Marzolini and colleagues identified 92 patients who were hospitalized for confirmed COVID-19 infection between February 25 and April 30, 2020 in Basel, and for whom plasma concentrations of LPV, as well as for hydroxychloroquine were available. Lopinavir is a substrate for CYP450 3A4 and so could be affected by the inflammatory process in COVID-19, the investigators note, while hydroxychloroquine has a different metabolic route and served as a comparator in this study.
LPV was administered in fixed combination with ritononavir (LPV/r). C-reactive protein (CRP) values were utilized as a marker of inflammation severity.
The investigators reported that LPV concentrations were significantly higher in patients with CRP ≥75mg/L than those with <75mg/ml (median levels: 30.7 vs 20.9 μg/ml, P <.001). They also pointed out that these levels in patients with COVID-19 were 3.5-fold higher than those historically reported with HIV-AIDS (ie, 7.1 μg/ml). Hydroxycholoroquine levels appeared independent of CRP values, and the posited effect of inflammation on CYP450 enzymatic metabolism.
The use of the anti-IL6 agent, tocilizumab, in some patients provided an additional indication of the influence of inflammation on LVP plasma levels, which were reduced as inflammation was reduced with the treatment.
"Our data show a significant decrease in LPV levels (18.7 vs 28.8 μg/ml), but we can see that LPV levels are not back to normal 2 days after administering tocilizumab," Marzolini told ContagionLive®.
Marzolini and colleagues also calculated the approximate unbound concentration of LPV in the lungs that corresponded to the determined plasma trough concentrations. They point out that sufficient LPV levels would be needed in the lungs to inhibit the enzyme, 3-chymotrypsin-like protease (3CLpro) that is used by SARS-CoV-2 to cleave to the host cell.
"The extrapolated trough concentration for unbound LPV in the lung is 0.41 μg/ml." Marzolini said. "Considering that the inhibitory concentration of LPV for SARS-CoV-2 is 16.4 μg/ml, you would need at least 40 fold higher unbound concentrations in the lung.

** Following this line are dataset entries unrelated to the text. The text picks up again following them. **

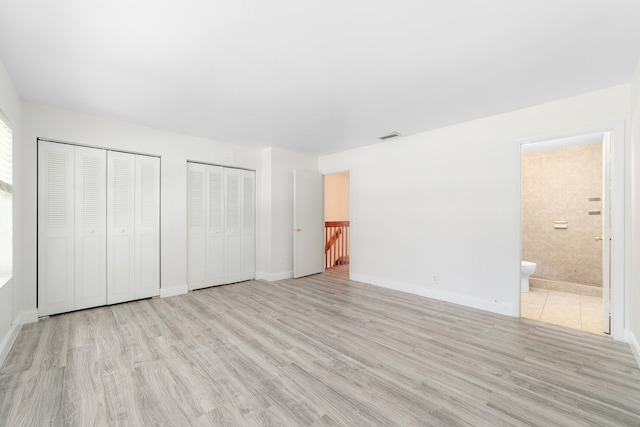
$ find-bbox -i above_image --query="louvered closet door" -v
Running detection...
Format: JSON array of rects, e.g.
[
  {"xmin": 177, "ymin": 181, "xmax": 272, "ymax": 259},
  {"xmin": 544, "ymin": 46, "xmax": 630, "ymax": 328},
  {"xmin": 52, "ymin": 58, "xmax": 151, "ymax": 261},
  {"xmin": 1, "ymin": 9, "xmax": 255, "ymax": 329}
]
[
  {"xmin": 187, "ymin": 163, "xmax": 207, "ymax": 289},
  {"xmin": 206, "ymin": 166, "xmax": 225, "ymax": 286},
  {"xmin": 241, "ymin": 171, "xmax": 256, "ymax": 280},
  {"xmin": 75, "ymin": 147, "xmax": 107, "ymax": 310},
  {"xmin": 224, "ymin": 169, "xmax": 242, "ymax": 283},
  {"xmin": 38, "ymin": 141, "xmax": 75, "ymax": 316},
  {"xmin": 107, "ymin": 151, "xmax": 135, "ymax": 304},
  {"xmin": 134, "ymin": 155, "xmax": 160, "ymax": 299}
]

"Higher concentrations cannot be reached with the current drug formulation," she observed. "As far as I know, there are no formulation platforms for pulmonary delivery of LPV/r."
Marzolini also noted that ritonavir, in the existing fixed combination formulation with LPV, adds to the inhibitory effect on CYP450 3A4.
"Higher ritonavir levels will cause, in turn, more inhibition and therefore will further increase lopinavir levels," she said. "Thus, the effect of inflammation is probably more pronounced for lopinavir compared to a non-boosted CYP 3A4 substrate, as its exposure depends on ritonavir which is also impacted by inflammation."